RL in continuous-time diffusions: from the blessing of ellipticity to structure-driven algorithms
主讲人: Wenlong Mou(University of Toronto)
活动时间: 从 2025-05-28 10:30 到 11:30
场地: 请选择
Abstract: Reinforcement learning (RL) offers a powerful framework of decision-making in dynamical environments, and recent years have seen a surge of RL applied to continuous-time Markov diffusions. Yet, existing contraction-based RL theory suffers from limitations such as diverging effective horizons, and fails to provide the relevant guidance.
In this talk, I present some recent developments in the design of RL algorithms in controlled diffusion processes. I first discuss how uniform ellipticity -- a key property in Markov diffusions -- enables continuous-time RL with strong theoretical guarantees. Among other results, I highlight a self-mitigating statistical error bound which leads to non-standard bias-variance trade-offs. Drawing on this perspective, I extend the study to address fine-tuning of diffusion models, and introduce a novel PDE-based algorithm with sharp statistical guarantees.

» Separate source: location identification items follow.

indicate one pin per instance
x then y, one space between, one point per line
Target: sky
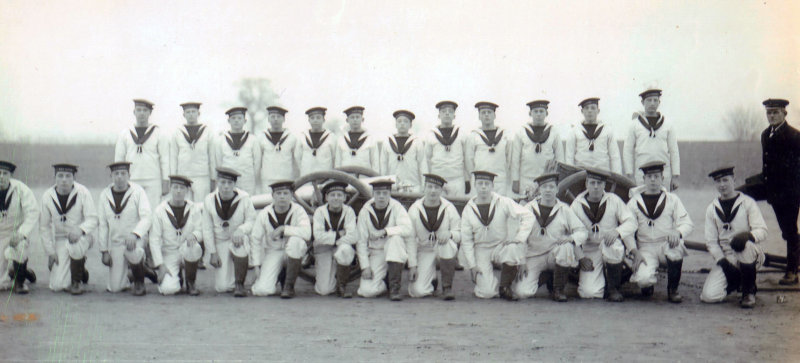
68 70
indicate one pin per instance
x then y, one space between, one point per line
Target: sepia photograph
350 180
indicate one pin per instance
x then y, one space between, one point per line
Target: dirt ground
117 327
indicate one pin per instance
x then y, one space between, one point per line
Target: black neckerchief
592 132
236 140
446 136
276 138
140 138
650 126
315 139
538 135
727 213
400 145
355 140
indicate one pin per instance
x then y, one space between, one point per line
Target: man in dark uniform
780 143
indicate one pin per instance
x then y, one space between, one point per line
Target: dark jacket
781 168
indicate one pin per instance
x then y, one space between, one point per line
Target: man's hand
674 183
609 237
277 233
366 273
673 238
214 260
106 258
586 264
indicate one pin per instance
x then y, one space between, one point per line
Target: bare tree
256 94
744 124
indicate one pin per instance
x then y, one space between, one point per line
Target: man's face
595 187
381 197
590 112
191 114
776 115
316 120
336 199
651 104
142 113
447 114
548 190
65 180
276 120
5 179
484 188
653 181
282 197
355 120
225 185
403 124
120 178
487 116
178 192
725 185
433 191
538 114
237 121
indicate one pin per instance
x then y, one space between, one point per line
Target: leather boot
507 275
748 285
239 275
673 281
76 274
292 270
342 275
613 278
560 275
137 271
448 269
190 269
394 273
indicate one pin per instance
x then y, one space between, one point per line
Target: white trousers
326 259
274 259
715 287
592 284
120 259
60 276
426 267
393 249
654 255
562 255
486 283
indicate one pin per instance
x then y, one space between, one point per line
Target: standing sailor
357 147
437 232
147 148
238 150
175 239
651 139
66 226
18 217
192 153
280 152
124 216
591 144
445 151
335 235
318 145
403 155
227 223
536 148
489 149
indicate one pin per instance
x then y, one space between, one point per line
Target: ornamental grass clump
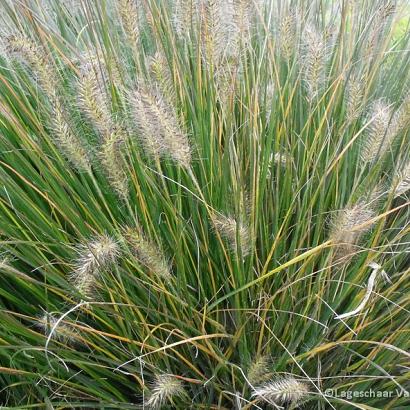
204 204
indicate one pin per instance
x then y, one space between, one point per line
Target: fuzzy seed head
287 35
112 162
36 58
158 126
313 61
67 141
148 253
129 15
283 391
402 183
94 257
164 390
348 227
231 230
378 137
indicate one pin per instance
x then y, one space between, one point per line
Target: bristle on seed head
282 391
164 390
158 126
348 227
94 257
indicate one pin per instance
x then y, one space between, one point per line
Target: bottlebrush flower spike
68 142
348 227
287 35
33 55
402 183
231 230
148 253
164 390
129 16
377 138
94 257
213 26
259 370
36 57
313 61
92 93
282 391
159 129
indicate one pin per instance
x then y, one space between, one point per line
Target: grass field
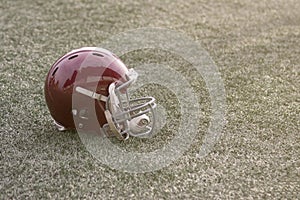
256 46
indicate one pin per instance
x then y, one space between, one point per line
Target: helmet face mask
100 81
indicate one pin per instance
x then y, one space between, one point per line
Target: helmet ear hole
53 73
72 57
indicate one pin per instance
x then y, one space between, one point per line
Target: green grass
256 47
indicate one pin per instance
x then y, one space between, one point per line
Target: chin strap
91 94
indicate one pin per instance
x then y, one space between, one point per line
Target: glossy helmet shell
75 68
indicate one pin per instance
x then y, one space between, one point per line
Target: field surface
256 47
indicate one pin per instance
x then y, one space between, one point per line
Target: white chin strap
134 126
137 124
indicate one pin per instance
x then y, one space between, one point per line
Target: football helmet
93 83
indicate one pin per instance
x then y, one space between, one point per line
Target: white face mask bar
129 117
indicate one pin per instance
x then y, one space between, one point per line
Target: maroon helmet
88 89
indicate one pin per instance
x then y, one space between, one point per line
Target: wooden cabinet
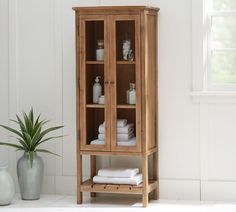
113 26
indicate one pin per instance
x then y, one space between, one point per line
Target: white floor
51 203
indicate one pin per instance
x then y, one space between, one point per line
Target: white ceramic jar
7 187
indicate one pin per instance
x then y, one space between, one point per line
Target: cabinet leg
79 179
92 171
145 180
155 175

Bio:Wenlong Mou is an Assistant Professor in the Department of Statistical Sciences at University of Toronto. In 2023, he received his Ph.D. degree in Electrical Engineering and Computer Sciences (EECS) from UC Berkeley. Prior to Berkeley, he received his B.Sc. degree in Computer Science and B.A. degree in Economics, both from Peking University. Wenlong's research interests include machine learning theory, mathematical statistics, optimization, and applied probability. He is particularly interested in data-driven decision-making in modern AI paradigms. His works have been published in many leading journals in statistical machine learning. His research has been recognized by the INFORMS Applied Probability Society as a Best Student Paper finalist.